# Insurance "Questions that do not seem to have an answer ?"



## Rogc (Feb 28, 2011)

Just changing my second car over to Admiral on a multicar policy.
My vehicle is normally garaged say 95% of the time overnight, otherwise if at my house it is left on the private drive in front of my garage. My policy states driveway, as I was always led to believe that this was the higher risk and therefore I would be covered if it was garaged. Talking to the chap somewhere in India it appears that if i put it in the garage I will not be insured. There will also be an extra premium. Im not bothered ref the small premium increase but if I say garage and leave it on the drive will they pay out in the case of theft?.
I then phone new business based in Swansea, the answer from them was put down driveway, as this is the bigger risk in terms of theft. Both think they are right. I had the same thing when I spoke to them reference if I painted the brake calipers, India said increased premium, UK said no change its not a modification.
I will phone back and speak to the UK side again tomorrow when the underwriters are in, Im looking for written confirmation. Am I worrying unnecessarily ?.


----------



## Ninja59 (Feb 17, 2009)

no because you actually have conflicting advice...excellent


----------



## DiscoTD5 (Feb 12, 2010)

I think some companies don't like high end cars tucked away in garages as if someone wants the car, once they are in the garage they can take as long as they need to get in to the car and bypass the security, also all the tools they need are in there as well !!


----------



## sjj84 (May 8, 2010)

One of my friends found it cheaper to insure his Aston to be on the drive than in the garage, seems silly to me. When you speak to somebody again, ask them to email confirmation, I did with regards to removing runflats from my car, email came through straight away. Then you have it in writing and don't need to worry what anybody else says.


----------



## Buck (Jan 16, 2008)

DiscoTD5 said:


> I think some companies don't like high end cars tucked away in garages as if someone wants the car, once they are in the garage they can take as long as they need to get in to the car and bypass the security, also all the tools they need are in there as well !!

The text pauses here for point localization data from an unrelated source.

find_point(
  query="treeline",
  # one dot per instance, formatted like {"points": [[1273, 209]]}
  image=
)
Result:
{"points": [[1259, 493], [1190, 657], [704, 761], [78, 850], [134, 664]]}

Wouldn't agree. When I've spoken to my insurance brokers they advise that "desirable" cars are best kept on garages as they are then out of sight from cruising car thieves who are looking around for cars to target.

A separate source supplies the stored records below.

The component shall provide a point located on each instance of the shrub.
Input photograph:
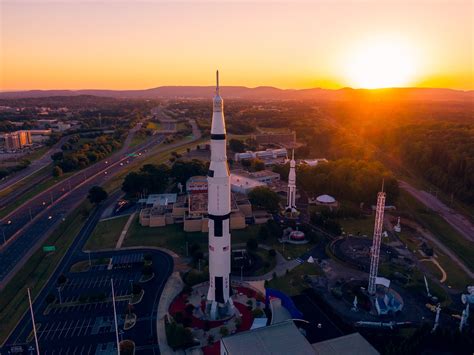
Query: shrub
(224, 331)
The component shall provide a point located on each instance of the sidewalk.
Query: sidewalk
(172, 288)
(280, 269)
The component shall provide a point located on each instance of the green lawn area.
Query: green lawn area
(269, 262)
(106, 234)
(457, 278)
(292, 251)
(157, 158)
(439, 227)
(24, 182)
(153, 125)
(35, 273)
(293, 283)
(36, 154)
(36, 190)
(356, 226)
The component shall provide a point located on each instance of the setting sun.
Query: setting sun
(381, 64)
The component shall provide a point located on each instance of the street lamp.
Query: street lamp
(59, 291)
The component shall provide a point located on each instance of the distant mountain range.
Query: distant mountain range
(258, 93)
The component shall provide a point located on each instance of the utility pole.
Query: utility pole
(115, 317)
(33, 320)
(59, 292)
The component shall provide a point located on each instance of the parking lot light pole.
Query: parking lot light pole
(115, 316)
(33, 321)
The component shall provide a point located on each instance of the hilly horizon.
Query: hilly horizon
(256, 93)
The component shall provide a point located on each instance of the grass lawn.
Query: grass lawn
(106, 234)
(36, 190)
(171, 237)
(434, 270)
(293, 283)
(457, 278)
(292, 251)
(37, 270)
(24, 182)
(153, 125)
(159, 157)
(38, 153)
(266, 259)
(137, 140)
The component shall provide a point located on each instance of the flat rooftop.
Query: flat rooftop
(278, 339)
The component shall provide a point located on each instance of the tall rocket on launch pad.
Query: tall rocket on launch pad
(218, 180)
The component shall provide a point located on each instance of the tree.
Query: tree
(224, 331)
(252, 244)
(178, 336)
(265, 198)
(236, 145)
(257, 165)
(97, 194)
(57, 171)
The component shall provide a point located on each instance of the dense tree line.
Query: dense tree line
(443, 154)
(351, 180)
(156, 178)
(76, 156)
(149, 179)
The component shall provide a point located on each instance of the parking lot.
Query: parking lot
(81, 319)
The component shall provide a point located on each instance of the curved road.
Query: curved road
(26, 227)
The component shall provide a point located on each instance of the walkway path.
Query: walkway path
(173, 287)
(443, 273)
(455, 219)
(280, 269)
(125, 230)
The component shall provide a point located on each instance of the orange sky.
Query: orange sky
(130, 44)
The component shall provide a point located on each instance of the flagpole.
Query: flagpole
(33, 320)
(115, 317)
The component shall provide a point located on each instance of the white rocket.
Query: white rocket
(219, 211)
(291, 195)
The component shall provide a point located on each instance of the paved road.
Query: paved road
(88, 328)
(455, 219)
(31, 223)
(35, 166)
(25, 227)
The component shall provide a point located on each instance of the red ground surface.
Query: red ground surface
(179, 305)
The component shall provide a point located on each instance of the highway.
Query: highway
(71, 329)
(25, 228)
(455, 219)
(35, 166)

My premium is based on my car being on the drive although in one year of ownership it hasn't slept outside once. My broker advised to state it being on the drive as this was greatest risk and would be covered if if was in the drive or garaged.

Suppose each insurer might have a different risk hierarchy but the first response for the OP doesn't ring true. As mentioned seek clarification so you don't get them playing silly bu99ers in the event of a claim.


----------



## darzmat (Aug 31, 2011)

my insurance is cheaper if i say parked on a public road, than it is on my drive.


----------



## PugIain (Jun 28, 2006)

Always seemed strange that your insurance is cheaper if you put it in a garage.What if your garage burns down? Or the car catches fire due to an issue (it does happen) and burns down your garage,youve got to claim on something havent you!


----------



## Shiny (Apr 23, 2007)

It should be garage is the cheapest, drive/off road next then road the most expensive. I still can't understand why the new fad with some insurers differs from this..

The question is usually where do you "normally" keep your car. If you normally keep it in the garage, then you are still ok if on the odd occasion you keep it on the road or drive. The only time there will be problem is if your schedule or policy contains a specific gararaging warranty, but even then they usually still apply cover but have an increased excess.

Still get it confirmed in writing though as I can't speak for admiral.


----------